The two minds of Gordon Brown
Town & Country Planning, January 2005
It used to be said, about the old Soviet Union, and similar benighted regimes, that citizens fell into the habit of interpreting their media rather than believing exactly what it said.
It wasn’t that they believed the opposite, as it used to be said. It was just that they asked themselves why the regime wanted them to believe this particular snippet at this time, and drew conclusions from that.
I find myself using similar skills these days about the invasion of Iraq and its aftermath, and – as I write – about the sad affair of Blunkett & Quinn, both the individuals apparently now the helpless victims of the damaging leaks of each other’s ‘friends’.
But how would you read, for example, the front page story about the Chancellor of the Exchequer’s complaints about how other European Union countries are failing to abide by the letter of European procurement rules?
The basics of the speech went like this: while British cities stick to the rules and accept bids from all over the EU for their procurement contracts, Johnny Foreigner does not. Similar stories are trotted out against the EU in most of its member nations, in fact.
Why is this a little strange? Because, on the one hand of course, Brown could do with front page stories in the Times as he achieved with this speech. And, there is no doubt that he would also like ammunition against his EU counterparts, and to appear a little more attractive in the eyes of the beer-gutted – if their party spokespeople are any guide – UKIP voting population.
Yet on the other hand, the Treasury has actually been one of the driving forces of the so-called ‘New Localism’ – backing tax credits for community investment, for example – and there is no doubt that this sudden veering towards the UKIP agenda does fly in the face of one of the central tenets of the new localism.
Because it isn’t just wild green think-tanks these days that believe local procurement is important for cities trying to regenerate themselves, as well as for the environment (less trucking) and for health (more fresh food).

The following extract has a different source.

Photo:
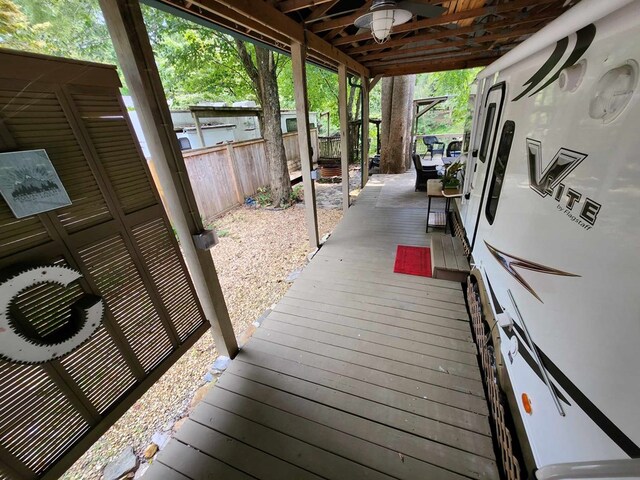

In some of its various moods, the Treasury understands the importance of this as well as anybody.
Yet if every European city obsessively sourced their goods and services from right across the EU, none of the benefits of keeping money flowing locally – of import replacement, the way cities have regenerated themselves for centuries – would be possible.
In fact, all the evidence is that it makes sense, economically and environmentally, for cities to source the expertise and goods they need from as near to them as possible.
There may be circumstances where a local authority might want to source expertise from further afield, and that is their right. But a system which denies them the right to give greater weight to local business – and thereby keep money circulating around their local economy – is doomed to unravel in the grossest inequalities.
Of course we also need some kind of mechanism for redistribution to prevent islands of wealth emerging, but still l ocal money flows, and their maintenance, are the key to the revival of failing cities and neighbourhoods.
Or does the Treasury want the alternative, which means that money drains out of failing local economies, leaving no medium of exchange to bring together needs and resources – and increasing the pressure for hefty central government pay-outs.
That is a recipe for poverty and ultimately for the kind of disaffection and cynicism that leads to fascism.
The question of whether local procurement was actually legal under EU rules has been open for some time, but a recent test case in Helsinki over a bus contract shows unambiguously that it is.
So for goodness sake, Gordon: don’t complain when European cities source food or expertise or goods locally when they want to. That is the sustainable way.